LIS founder explains income disparities

Arts and Sciences Distinguished Professor of Public Affairs Tim Smeeding, from the La Follette School of Public Affairs at the University of Wisconsin, discussed global economic conditions Wednesday in Newton.

His lecture, "Comparative International Research on Income and Well Being: Lessons Learned from 25 Years of the Luxembourg Income Study," corresponded with several themes from the political science department classes in that it addressed key findings from the Luxembourg Income Study, a comparative study between nations on the basis of their income levels.

Smeeding, who is also the director of the Institute for Research on Poverty, founded the study in 1983. Its premise was to create a cross-national database of household income figures for purposes of comparative research.

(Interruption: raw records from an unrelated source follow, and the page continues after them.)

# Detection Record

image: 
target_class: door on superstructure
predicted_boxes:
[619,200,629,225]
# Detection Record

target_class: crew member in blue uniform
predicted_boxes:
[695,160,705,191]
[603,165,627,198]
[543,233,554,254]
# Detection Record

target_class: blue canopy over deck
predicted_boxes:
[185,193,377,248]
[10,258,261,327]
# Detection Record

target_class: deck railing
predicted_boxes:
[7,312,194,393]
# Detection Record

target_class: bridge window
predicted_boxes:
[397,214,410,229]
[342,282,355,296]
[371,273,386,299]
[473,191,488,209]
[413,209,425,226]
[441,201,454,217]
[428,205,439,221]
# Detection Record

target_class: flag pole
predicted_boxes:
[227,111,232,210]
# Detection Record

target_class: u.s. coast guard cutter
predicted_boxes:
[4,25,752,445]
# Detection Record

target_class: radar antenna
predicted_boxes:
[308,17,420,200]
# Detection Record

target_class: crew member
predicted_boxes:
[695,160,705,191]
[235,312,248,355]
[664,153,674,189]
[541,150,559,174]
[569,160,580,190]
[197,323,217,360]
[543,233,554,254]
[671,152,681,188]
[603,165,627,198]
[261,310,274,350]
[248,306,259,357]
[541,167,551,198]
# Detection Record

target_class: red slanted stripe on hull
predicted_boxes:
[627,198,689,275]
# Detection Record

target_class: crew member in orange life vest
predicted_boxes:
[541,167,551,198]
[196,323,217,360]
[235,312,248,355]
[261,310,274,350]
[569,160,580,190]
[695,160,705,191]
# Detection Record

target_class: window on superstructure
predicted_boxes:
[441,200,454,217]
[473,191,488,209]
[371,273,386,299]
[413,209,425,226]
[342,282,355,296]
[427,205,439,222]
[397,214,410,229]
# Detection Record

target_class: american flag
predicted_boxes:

The study includes data from 30 different countries around the world and is currently funded by the national institutes for science and social studies from various participating countries.

Creation of the LIS, according to Smeeding, facilitated the ability to globally compare data and it has become the "gold standard" for international comparisons. Smeeding said it is significant because it shows that across different countries, "the problems people deal with are the same, but the solutions differ."

The most advantageous use of the database would be to "put it in political action models," Smeeding said. These would allow a state to make welfare decisions and overcome parochialism.

Smeeding presented data illustrating the income gaps of the world's wealthiest countries. The nation with the largest gap between the highest and lowest income deciles was Mexico, followed by Russia and the United States. In the U.S., said Smeeding, "a very high fraction of people earn very small amounts of money," compared to our peer industrialized nations.

Smeeding said he feels income inequality is a problem, but "mobility" is more important. "America likes to believe certain things about it itself, that everyone has an equal chance to succeed," he said, "and these things aren't as true as we like to think."